Les prisonniers politiques mapuches sont vus par la société mapuche comme des patriotes, des combattants de la liberté, et par les organismes des droits de l’homme, comme des défenseurs des droits humains. Les considérer donc comme représentant «un danger pour la société» n’est rien de plus qu’une excuse pour appliquer le concept d’ «ennemi interne», propre des dictatures. À notre avis, cela n’est pas seulement illégitime et contreproductif, mais en plus, loin de résoudre le problème, l’accentue.

(*) Werken Mapuche (Messager - Envoyé Spécial)

Bibliographie:

  1. Alfonso Podlech Micheaud, el Fiscal Militar de Pinochet para la "Araucanía". Correo de los Trabajadores - Medio Informativo Fundado por los CCTT. Bielefeld, febrero 14 de 2009

  2. Defensoría. Departamento de Estudios 7º Boletín de Jurisprudencia. 11/08/2006

  3. Vocero de Gobierno (s): Solicitud de asilo político a Suiza de niña mapuche es “improcedente”. Gobierno de Chile. Secretaria de Comunicaciones Palacio de La Moneda.
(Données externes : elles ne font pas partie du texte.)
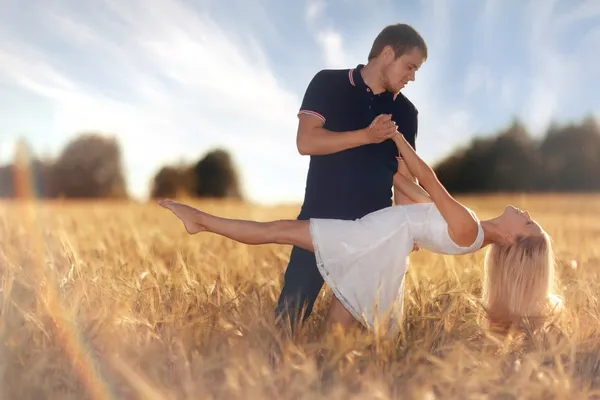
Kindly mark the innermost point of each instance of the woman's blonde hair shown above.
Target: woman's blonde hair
(519, 281)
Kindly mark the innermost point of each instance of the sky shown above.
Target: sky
(173, 79)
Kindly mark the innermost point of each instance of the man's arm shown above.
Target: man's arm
(313, 139)
(406, 189)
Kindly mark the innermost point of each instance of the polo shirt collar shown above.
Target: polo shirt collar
(356, 80)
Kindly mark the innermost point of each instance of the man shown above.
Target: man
(344, 126)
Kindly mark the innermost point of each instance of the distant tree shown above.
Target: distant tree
(216, 176)
(173, 181)
(89, 167)
(571, 157)
(566, 159)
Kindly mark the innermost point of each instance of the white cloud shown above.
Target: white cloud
(332, 46)
(553, 73)
(192, 88)
(328, 38)
(314, 10)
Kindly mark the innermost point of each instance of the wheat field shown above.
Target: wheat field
(106, 300)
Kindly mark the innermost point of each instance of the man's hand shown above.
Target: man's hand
(382, 128)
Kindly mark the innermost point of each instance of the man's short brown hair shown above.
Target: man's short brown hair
(401, 37)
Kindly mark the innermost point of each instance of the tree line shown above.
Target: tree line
(565, 159)
(91, 167)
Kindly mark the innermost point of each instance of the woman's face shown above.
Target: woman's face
(515, 222)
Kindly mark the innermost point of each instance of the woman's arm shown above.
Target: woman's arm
(461, 224)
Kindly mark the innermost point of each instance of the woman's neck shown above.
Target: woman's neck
(491, 232)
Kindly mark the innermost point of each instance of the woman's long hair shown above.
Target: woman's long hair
(519, 280)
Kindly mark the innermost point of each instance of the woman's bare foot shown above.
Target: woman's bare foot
(190, 216)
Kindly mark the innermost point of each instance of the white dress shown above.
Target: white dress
(364, 261)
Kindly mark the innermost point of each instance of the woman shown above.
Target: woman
(364, 261)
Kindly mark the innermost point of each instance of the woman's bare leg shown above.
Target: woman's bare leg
(293, 232)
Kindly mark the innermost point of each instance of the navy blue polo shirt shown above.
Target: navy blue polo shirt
(352, 183)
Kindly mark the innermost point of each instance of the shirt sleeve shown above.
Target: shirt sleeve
(316, 98)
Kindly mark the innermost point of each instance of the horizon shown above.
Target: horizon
(137, 73)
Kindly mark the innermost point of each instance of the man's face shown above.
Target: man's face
(398, 72)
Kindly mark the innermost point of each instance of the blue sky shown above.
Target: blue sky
(174, 79)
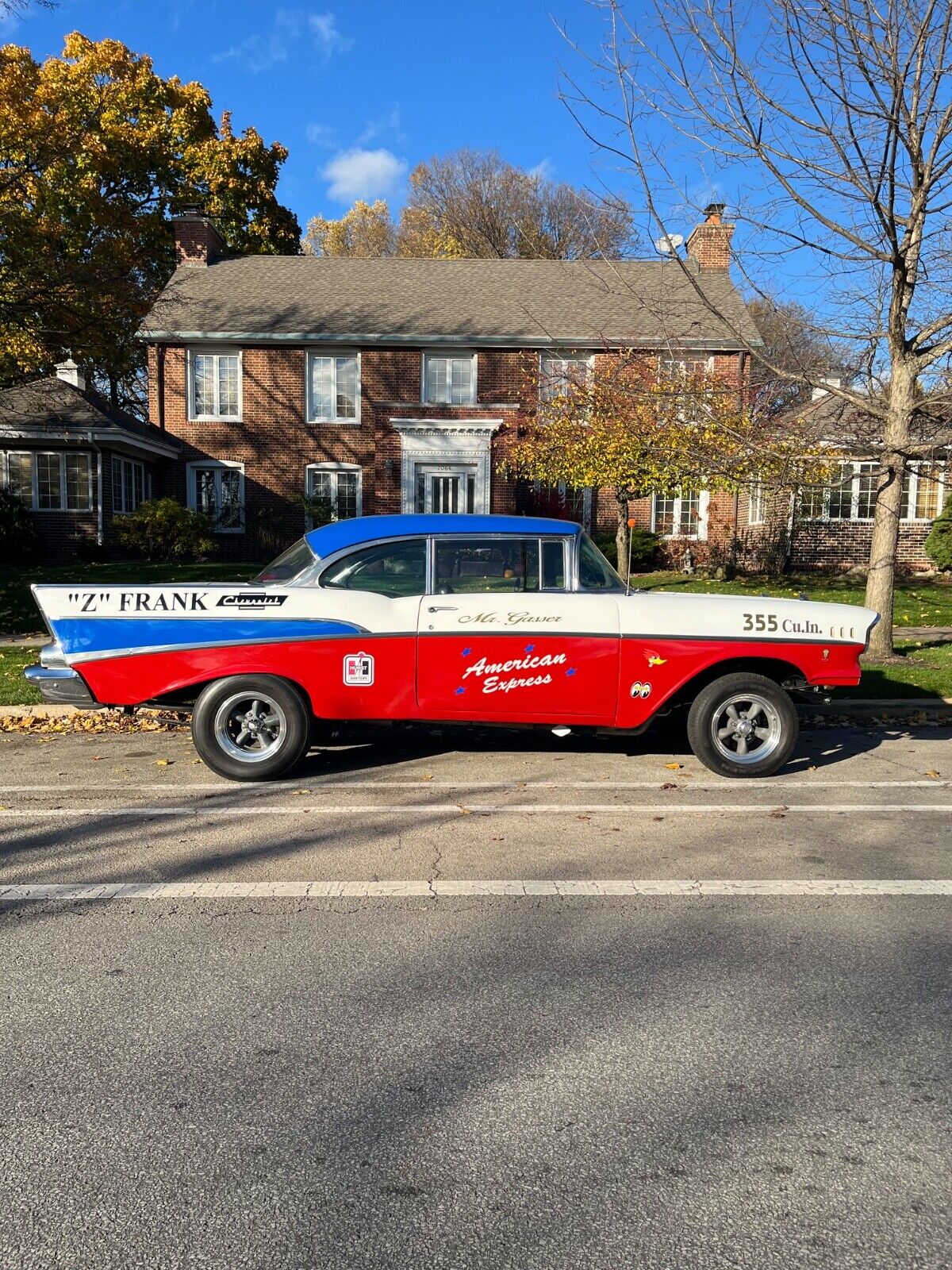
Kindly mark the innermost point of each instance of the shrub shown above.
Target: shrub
(18, 539)
(939, 545)
(644, 549)
(164, 530)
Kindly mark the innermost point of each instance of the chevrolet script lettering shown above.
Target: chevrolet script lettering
(254, 600)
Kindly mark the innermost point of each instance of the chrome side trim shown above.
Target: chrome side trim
(60, 686)
(148, 649)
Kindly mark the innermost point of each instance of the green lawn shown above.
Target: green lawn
(21, 616)
(918, 603)
(926, 672)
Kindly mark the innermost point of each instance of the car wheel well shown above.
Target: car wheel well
(784, 673)
(186, 698)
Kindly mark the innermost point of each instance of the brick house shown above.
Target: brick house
(385, 385)
(76, 463)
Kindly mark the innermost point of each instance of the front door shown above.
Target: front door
(501, 639)
(446, 489)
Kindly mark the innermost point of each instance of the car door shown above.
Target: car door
(501, 638)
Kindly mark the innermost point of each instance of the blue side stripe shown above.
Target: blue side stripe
(80, 635)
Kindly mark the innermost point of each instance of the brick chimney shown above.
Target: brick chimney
(710, 244)
(197, 241)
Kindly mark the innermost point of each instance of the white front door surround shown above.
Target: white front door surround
(435, 450)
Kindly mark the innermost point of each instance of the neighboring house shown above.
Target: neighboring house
(75, 463)
(385, 385)
(833, 524)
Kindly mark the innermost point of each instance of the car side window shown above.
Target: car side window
(494, 565)
(390, 569)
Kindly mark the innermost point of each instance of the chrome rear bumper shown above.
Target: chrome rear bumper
(60, 686)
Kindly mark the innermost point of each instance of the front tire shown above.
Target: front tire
(743, 725)
(251, 727)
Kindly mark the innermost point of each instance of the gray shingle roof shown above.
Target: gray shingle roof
(51, 406)
(518, 302)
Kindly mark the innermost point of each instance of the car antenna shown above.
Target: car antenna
(628, 581)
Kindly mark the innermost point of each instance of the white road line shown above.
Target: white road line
(682, 780)
(198, 812)
(432, 889)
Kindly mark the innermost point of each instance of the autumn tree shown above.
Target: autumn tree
(628, 425)
(95, 150)
(831, 124)
(365, 230)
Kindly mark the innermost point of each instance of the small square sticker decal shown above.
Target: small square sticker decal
(359, 670)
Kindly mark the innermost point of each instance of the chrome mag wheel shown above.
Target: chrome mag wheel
(746, 728)
(251, 728)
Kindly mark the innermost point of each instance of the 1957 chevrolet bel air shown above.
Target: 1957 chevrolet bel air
(463, 619)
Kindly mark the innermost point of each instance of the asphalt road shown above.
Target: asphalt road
(238, 1079)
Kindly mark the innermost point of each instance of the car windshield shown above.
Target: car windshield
(594, 572)
(289, 565)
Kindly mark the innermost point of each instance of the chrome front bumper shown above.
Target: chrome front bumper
(60, 686)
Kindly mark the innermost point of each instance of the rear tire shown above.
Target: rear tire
(743, 725)
(251, 727)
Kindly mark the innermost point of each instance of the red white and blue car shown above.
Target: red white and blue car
(454, 619)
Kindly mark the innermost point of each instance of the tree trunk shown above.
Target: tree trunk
(880, 584)
(622, 533)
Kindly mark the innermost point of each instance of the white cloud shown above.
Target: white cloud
(327, 37)
(363, 175)
(543, 169)
(321, 133)
(257, 54)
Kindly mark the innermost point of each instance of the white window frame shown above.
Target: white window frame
(701, 537)
(190, 385)
(681, 360)
(33, 506)
(568, 356)
(860, 468)
(336, 469)
(333, 353)
(943, 487)
(221, 465)
(757, 503)
(457, 355)
(146, 484)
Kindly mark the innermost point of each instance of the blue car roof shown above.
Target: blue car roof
(371, 529)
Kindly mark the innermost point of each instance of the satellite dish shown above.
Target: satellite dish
(670, 243)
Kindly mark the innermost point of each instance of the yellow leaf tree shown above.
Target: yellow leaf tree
(95, 152)
(628, 425)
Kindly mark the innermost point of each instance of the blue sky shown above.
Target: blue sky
(359, 90)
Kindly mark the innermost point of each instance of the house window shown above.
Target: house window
(51, 480)
(757, 505)
(683, 368)
(850, 497)
(450, 380)
(340, 486)
(334, 387)
(560, 371)
(923, 488)
(130, 484)
(678, 514)
(219, 492)
(215, 385)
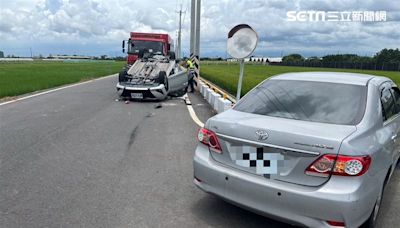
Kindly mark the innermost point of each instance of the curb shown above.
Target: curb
(218, 98)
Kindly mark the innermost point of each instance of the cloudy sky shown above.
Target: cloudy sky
(96, 27)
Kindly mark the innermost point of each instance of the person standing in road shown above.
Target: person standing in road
(190, 66)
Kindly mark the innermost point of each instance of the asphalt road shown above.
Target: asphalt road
(78, 158)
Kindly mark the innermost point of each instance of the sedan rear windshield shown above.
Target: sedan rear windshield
(305, 100)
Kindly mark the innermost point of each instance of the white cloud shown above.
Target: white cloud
(98, 26)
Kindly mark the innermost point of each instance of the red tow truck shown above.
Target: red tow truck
(157, 43)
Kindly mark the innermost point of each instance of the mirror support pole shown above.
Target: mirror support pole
(239, 88)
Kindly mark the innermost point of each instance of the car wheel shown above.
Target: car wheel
(122, 77)
(162, 79)
(371, 222)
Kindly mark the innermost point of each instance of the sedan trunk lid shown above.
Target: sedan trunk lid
(276, 148)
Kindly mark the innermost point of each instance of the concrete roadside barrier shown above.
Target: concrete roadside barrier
(223, 105)
(208, 94)
(203, 89)
(218, 98)
(215, 102)
(213, 95)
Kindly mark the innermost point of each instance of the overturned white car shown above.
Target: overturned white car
(152, 77)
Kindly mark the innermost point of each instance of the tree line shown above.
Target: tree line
(386, 59)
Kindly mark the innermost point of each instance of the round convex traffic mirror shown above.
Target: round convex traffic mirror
(242, 41)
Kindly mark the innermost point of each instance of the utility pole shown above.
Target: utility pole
(192, 27)
(179, 45)
(197, 47)
(195, 39)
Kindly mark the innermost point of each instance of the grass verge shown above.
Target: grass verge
(226, 75)
(18, 78)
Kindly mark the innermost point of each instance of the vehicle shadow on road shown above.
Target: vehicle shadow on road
(388, 216)
(219, 213)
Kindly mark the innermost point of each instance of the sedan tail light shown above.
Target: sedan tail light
(339, 165)
(209, 138)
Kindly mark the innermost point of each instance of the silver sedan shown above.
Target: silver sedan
(313, 149)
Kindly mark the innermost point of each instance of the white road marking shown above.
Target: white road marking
(54, 90)
(191, 111)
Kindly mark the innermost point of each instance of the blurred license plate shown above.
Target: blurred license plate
(137, 95)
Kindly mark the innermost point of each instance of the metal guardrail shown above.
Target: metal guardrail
(217, 89)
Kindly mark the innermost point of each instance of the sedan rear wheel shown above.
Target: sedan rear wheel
(371, 222)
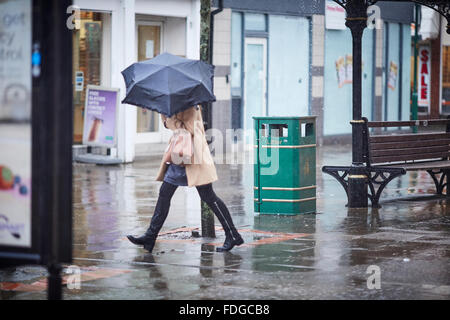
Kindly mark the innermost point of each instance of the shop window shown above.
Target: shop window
(149, 46)
(89, 62)
(255, 22)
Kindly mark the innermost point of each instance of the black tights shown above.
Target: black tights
(207, 195)
(205, 192)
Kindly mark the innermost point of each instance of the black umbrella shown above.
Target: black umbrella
(169, 84)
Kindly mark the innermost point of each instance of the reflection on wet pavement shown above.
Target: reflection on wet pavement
(319, 256)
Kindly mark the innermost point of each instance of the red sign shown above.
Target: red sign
(424, 76)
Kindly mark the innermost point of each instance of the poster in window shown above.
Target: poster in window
(15, 123)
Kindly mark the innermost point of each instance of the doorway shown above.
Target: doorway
(149, 44)
(255, 80)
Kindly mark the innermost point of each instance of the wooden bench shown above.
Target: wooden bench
(390, 155)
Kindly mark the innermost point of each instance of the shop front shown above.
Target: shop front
(114, 34)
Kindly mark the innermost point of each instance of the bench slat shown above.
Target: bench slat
(398, 158)
(407, 152)
(424, 165)
(409, 144)
(408, 137)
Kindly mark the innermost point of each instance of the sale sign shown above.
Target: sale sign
(424, 76)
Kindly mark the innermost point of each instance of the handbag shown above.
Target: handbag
(180, 148)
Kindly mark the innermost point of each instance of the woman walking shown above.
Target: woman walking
(201, 172)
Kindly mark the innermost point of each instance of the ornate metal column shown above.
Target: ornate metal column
(354, 178)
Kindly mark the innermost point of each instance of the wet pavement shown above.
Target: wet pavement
(328, 255)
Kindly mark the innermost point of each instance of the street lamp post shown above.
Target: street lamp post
(356, 21)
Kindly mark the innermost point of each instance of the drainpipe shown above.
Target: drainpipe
(211, 28)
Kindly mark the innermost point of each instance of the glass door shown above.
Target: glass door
(149, 40)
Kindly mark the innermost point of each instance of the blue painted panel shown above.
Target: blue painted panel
(338, 84)
(288, 87)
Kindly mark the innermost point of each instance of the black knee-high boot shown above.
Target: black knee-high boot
(159, 216)
(232, 236)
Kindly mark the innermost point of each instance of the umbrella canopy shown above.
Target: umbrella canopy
(169, 84)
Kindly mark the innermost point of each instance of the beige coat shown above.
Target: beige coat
(202, 170)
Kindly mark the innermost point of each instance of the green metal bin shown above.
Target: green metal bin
(285, 165)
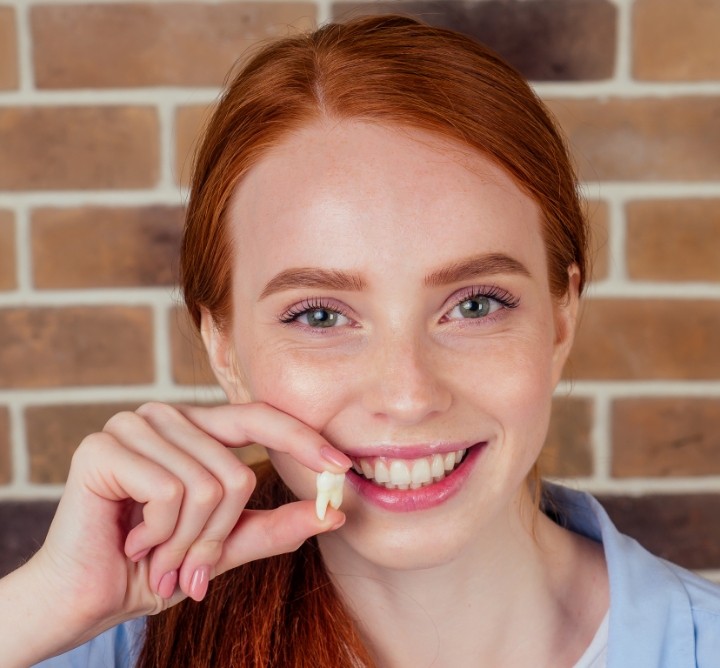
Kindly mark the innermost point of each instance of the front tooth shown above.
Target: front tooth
(449, 461)
(399, 473)
(437, 468)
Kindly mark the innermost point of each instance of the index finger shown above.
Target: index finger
(237, 425)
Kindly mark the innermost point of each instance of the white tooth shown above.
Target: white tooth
(381, 472)
(437, 468)
(399, 473)
(367, 468)
(421, 472)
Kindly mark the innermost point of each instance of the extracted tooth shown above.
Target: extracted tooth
(329, 491)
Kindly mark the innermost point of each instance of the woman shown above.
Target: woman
(384, 253)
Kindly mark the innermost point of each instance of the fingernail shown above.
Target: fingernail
(167, 584)
(336, 457)
(199, 583)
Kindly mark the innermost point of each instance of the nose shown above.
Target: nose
(405, 381)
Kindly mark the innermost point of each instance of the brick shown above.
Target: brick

Jueves 12 de febrero de 2009.

  4. Gobierno invoca Ley Antiterrorista para activista mapuche detenido en Lo Prado. El Mostrador. 12 de Febrero de 2009.

  5. Observatorio Ciudadano. Registro Nacional de ADN y su Aplicación Prioritaria al Pueblo Mapuche viola Derechos Fundamentales. Temuco-Santiago, 4 de febrero de 2009”

  6. Recurso de Protección, Ilustre Corte de Apelaciones de Temuco. Documento recibido vía Red Pulchetun. 22 de Febrero, 2009.